While progress is being made, there is more work to be done to improve diversification and expanding the pipeline for recruiting new talent. Nationally, females represent 47% of the country’s workforce; however, that rate is just 9% the construction industry (including administration, human resources, and marketing), and just under 3 percent in production roles, according to the National Association of Women in Construction. With the skilled workforce shortage that the construction industry is facing, it is more imperative than ever to actively address the lack of female talent in construction.
At McCarthy Building Companies we are embracing this need, particularly here in the Southwest region, which is based in Phoenix. Several years ago, we created the McCarthy Partnership for Women, a national resource group designed to create a company culture where women are supported in their careers, and to more effectively promote the industry to the future workforce. Our goal is to recruit and retain top females in the marketplace and empower them to succeed. This effort has helped us to secure a Regional Leadership Team comprised of 40% women. So, we’re seeing more women rise to leadership roles here and elsewhere at McCarthy.
Unfortunately, a perception exists that construction careers are limited to swinging a hammer, that construction isn’t a place for women, or that women working in construction can’t be fulfilled or have families. As an industry, we must work together to dispel these misperceptions. Construction is an exciting and ever-changing industry; every day and every project is different. A career in construction brings opportunity for personal pride in what you are building – whether it’s a school, hospital or airport, together we are building communities. It also offers the chance, starting on day one, to problem-solve and have a significant impact on the future of our communities.
McCarthy, along with other companies who seek to hire team members with a background in STEM (science, technology, engineering, and math) are investing in efforts to promote these careers to young people, in hopes of attracting them to our field. By working with area schools and each of Arizona’s universities we are working to introduce the variety of exciting job opportunities available in construction. Starting as early as middle school and continuing through high school and college we participate in various outreach and mentoring programs like Arizona Construction Career Days, SkillsUSA Arizona Championships, ACE Mentoring, and the recent addition of courses to ASU’s Del E. Webb School of Construction to focus on operations and applications of innovative high-tech advancements. These are some of the ways we hope to change the perception long-held about the construction industry. We believe that early discussion with families about career opportunities in construction needs to happen to share positive examples of women succeeding in our industry. There are a variety of jobs in engineering, architecture, estimating and technology (such as virtual reality), to name a few, and we want to ensure all students know opportunities exist for them, regardless of gender.

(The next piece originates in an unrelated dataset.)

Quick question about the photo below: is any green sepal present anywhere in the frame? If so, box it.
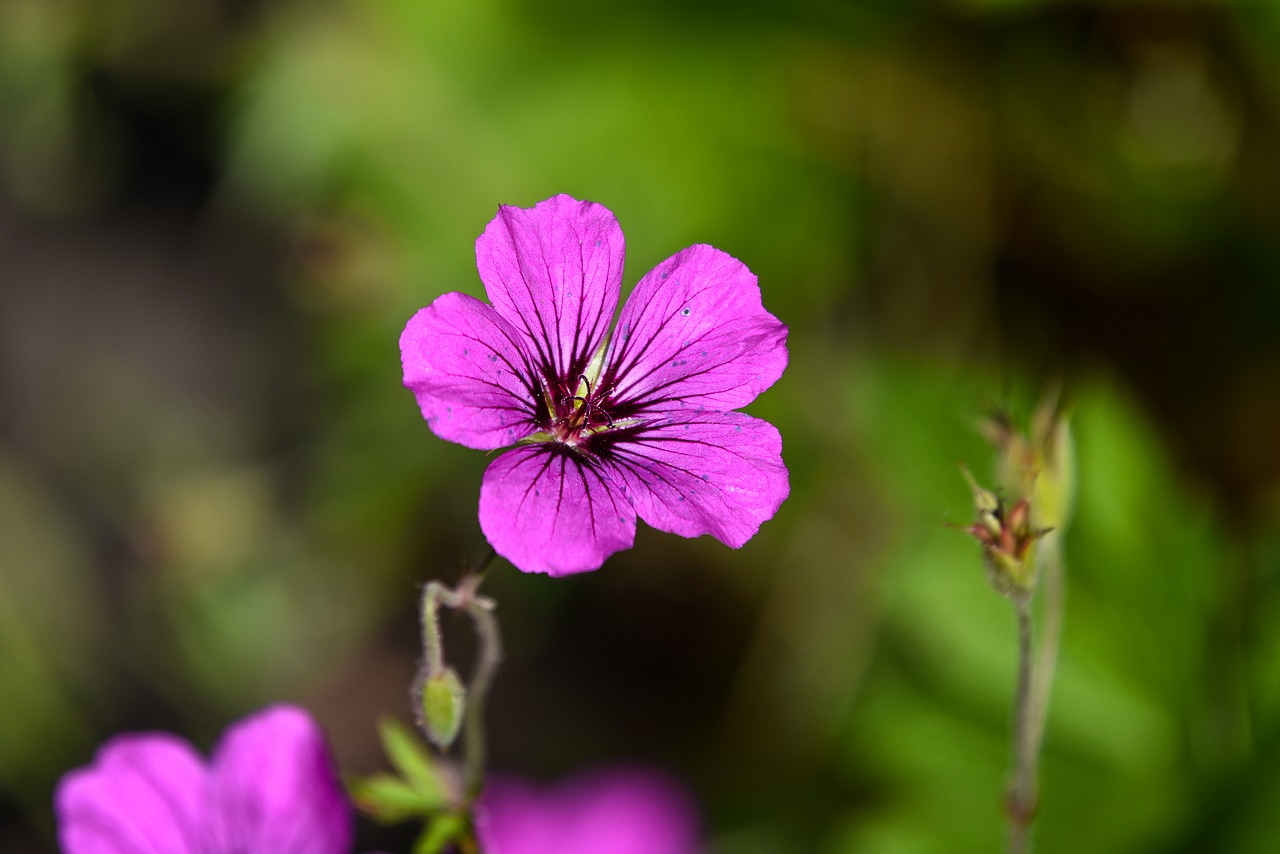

School districts, educators, counselors, and parents must encourage all students to explore STEM, and introduce them to a variety of career opportunities, including those in construction. Some students may be interested in learning trades, which is an area of huge need right now. Others may head to college for engineering, construction science, and construction technology-related degrees. There are career opportunities for all these tracks in the construction industry.
The recruitment, retention, and development of women into the construction industry are opportunities that we can’t afford to ignore. The foundation for equality within our industry has been laid, and together we can construct a world built by men and women — working side by side.
Chris Nickle is executive vice president for McCarthy Building Companies Southwest Region.